4.     The State Commission after hearing the parties and on the basis of evidence produced before it observed as follows :

8.    After hearing the counsel for the parties and according careful consideration to the documents on record as well as the version of the O.P. reproduced from the written submission of the O.P., we find that the O.P. had vide letter dated 10-07-1993 admitted the allotment of a floor which was required by the complainant, i.e. immediately below the penthouse. However, the O.P. is harping on the number of flat without realizing that it had already agreed to allot a flat below the penthouse to the complainant. Confusion is being created by the O.P. regarding the number of the flat.
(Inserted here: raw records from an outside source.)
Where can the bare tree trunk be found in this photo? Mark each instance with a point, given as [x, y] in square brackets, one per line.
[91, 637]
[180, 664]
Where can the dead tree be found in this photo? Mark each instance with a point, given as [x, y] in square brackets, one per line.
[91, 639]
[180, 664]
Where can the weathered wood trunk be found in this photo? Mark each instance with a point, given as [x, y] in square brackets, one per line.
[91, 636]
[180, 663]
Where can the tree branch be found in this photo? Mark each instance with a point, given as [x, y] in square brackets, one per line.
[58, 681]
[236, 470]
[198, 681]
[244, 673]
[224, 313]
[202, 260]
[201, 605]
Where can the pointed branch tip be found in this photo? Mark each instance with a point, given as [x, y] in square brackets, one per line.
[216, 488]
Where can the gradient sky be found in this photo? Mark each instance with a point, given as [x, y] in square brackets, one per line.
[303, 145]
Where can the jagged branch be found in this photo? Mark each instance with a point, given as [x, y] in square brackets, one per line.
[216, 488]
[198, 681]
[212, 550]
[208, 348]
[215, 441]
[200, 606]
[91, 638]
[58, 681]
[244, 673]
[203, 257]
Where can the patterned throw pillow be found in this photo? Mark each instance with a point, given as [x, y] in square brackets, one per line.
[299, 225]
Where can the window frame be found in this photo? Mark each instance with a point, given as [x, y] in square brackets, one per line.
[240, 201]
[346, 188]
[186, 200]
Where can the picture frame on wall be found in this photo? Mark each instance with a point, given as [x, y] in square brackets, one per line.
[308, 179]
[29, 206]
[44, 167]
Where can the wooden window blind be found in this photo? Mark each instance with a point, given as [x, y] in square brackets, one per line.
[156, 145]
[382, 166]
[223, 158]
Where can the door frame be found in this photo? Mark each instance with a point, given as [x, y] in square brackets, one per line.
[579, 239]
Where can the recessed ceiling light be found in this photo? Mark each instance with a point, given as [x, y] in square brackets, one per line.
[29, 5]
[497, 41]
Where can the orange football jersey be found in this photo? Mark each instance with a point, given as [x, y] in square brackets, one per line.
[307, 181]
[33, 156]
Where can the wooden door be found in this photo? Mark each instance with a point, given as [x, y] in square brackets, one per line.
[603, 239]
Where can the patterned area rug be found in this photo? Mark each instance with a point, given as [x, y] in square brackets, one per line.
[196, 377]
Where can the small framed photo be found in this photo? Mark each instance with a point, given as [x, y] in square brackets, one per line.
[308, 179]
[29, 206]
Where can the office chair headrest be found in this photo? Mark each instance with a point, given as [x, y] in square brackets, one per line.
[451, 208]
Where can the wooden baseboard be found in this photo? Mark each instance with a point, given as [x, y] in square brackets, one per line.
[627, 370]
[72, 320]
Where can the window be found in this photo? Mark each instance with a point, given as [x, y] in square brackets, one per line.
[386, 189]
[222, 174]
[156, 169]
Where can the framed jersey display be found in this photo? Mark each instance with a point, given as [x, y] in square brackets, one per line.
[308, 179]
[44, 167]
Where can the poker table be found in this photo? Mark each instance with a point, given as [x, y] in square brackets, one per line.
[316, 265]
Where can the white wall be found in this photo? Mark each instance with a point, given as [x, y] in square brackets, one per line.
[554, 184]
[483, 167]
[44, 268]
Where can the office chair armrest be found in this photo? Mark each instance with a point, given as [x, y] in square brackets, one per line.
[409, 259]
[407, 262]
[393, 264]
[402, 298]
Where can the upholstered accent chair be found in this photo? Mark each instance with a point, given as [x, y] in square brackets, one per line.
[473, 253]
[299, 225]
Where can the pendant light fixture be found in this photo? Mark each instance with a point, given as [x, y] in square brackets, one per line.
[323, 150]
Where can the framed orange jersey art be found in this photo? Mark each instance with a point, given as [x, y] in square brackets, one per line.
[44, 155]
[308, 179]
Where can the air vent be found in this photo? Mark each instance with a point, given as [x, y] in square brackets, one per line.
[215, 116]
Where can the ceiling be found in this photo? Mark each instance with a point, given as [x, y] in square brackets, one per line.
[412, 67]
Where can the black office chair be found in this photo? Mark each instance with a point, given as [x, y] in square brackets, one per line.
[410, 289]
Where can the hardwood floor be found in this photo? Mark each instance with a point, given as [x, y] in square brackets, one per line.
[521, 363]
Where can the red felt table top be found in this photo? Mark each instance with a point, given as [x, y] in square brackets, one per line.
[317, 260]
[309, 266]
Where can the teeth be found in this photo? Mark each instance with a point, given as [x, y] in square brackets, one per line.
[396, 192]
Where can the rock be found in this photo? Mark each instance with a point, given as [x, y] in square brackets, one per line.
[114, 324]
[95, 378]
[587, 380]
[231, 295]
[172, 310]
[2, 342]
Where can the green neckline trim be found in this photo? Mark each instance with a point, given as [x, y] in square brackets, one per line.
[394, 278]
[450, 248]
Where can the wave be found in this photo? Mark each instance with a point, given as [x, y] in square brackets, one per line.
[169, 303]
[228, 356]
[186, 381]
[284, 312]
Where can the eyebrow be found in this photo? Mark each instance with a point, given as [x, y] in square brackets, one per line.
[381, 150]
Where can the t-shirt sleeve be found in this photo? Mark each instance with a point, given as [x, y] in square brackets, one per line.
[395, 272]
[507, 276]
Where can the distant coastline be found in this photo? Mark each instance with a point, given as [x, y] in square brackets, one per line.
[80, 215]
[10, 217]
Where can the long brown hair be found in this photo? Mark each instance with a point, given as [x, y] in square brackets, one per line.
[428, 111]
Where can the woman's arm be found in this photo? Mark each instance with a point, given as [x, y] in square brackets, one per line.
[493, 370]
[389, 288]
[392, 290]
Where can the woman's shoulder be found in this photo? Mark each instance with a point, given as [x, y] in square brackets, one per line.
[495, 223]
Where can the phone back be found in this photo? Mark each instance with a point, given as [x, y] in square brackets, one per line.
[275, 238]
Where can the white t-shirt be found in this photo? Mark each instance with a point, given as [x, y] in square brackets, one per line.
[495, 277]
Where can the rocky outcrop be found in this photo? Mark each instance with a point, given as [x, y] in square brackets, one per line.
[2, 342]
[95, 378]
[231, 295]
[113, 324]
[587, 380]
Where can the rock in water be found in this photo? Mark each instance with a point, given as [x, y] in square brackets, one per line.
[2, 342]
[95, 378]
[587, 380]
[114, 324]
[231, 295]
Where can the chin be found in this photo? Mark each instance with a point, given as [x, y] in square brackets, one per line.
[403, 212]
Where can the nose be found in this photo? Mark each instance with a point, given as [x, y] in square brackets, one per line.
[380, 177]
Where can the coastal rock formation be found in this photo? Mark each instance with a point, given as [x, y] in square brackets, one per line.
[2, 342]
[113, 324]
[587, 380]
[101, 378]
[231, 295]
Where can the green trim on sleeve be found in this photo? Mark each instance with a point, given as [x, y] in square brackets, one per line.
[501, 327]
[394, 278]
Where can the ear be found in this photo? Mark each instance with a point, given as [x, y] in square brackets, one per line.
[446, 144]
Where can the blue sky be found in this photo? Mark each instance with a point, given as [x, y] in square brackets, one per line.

Thus, if the complainant has suffered any loss, it was on account of non-allotment of flat immediately below the penthouse but subsequently he was allotted the flat and it was sold also. …

 

11.     Taking over all view of the matter and the breach of agreement by O.P., we deem that a lump sum compensation of Rs. 50,000/- would meet the ends of justice.”

 

        Hence, the present appeal.

5.     Appellant in person and Counsel for the Respondent made oral submissions.

6.     Appellant vehemently argued that the State Commission erred in granting him a token compensation after having concluded that there was a clear breach of the Agreement.  Appellant brought to our attention a letter dated 05.08.1999 in which Respondent had admitted that there appeared to be some misunderstanding vis-à-vis numbering of the flats as communicated to the Appellant vide Respondent’s letter dated 10.07.1993 indicating that there was no intervening floor between the flat allotted to Appellant and the penthouse.  Appellant contended that he had opted for flat no. 1410-A on the clear understanding that there was only the penthouse above his flat.  He had clarified the same in writing to the Respondent on 16.07.1997 and also alleged that it appeared that the building plans were arbitrarily changed and one more floor was constructed between his flat and the penthouse.  Since Appellant was working abroad he was not in a position to meet the Respondent frequently as a result of which he was misled and the sale of the flat was foisted on him.  Appellant wanted to buy the flat for his personal use and he had no option but to sell it because it was not as per his requirement.  Appellant, therefore, requested that the order of the State Commission be modified and he be given the compensation and relief sought by him before the State Commission.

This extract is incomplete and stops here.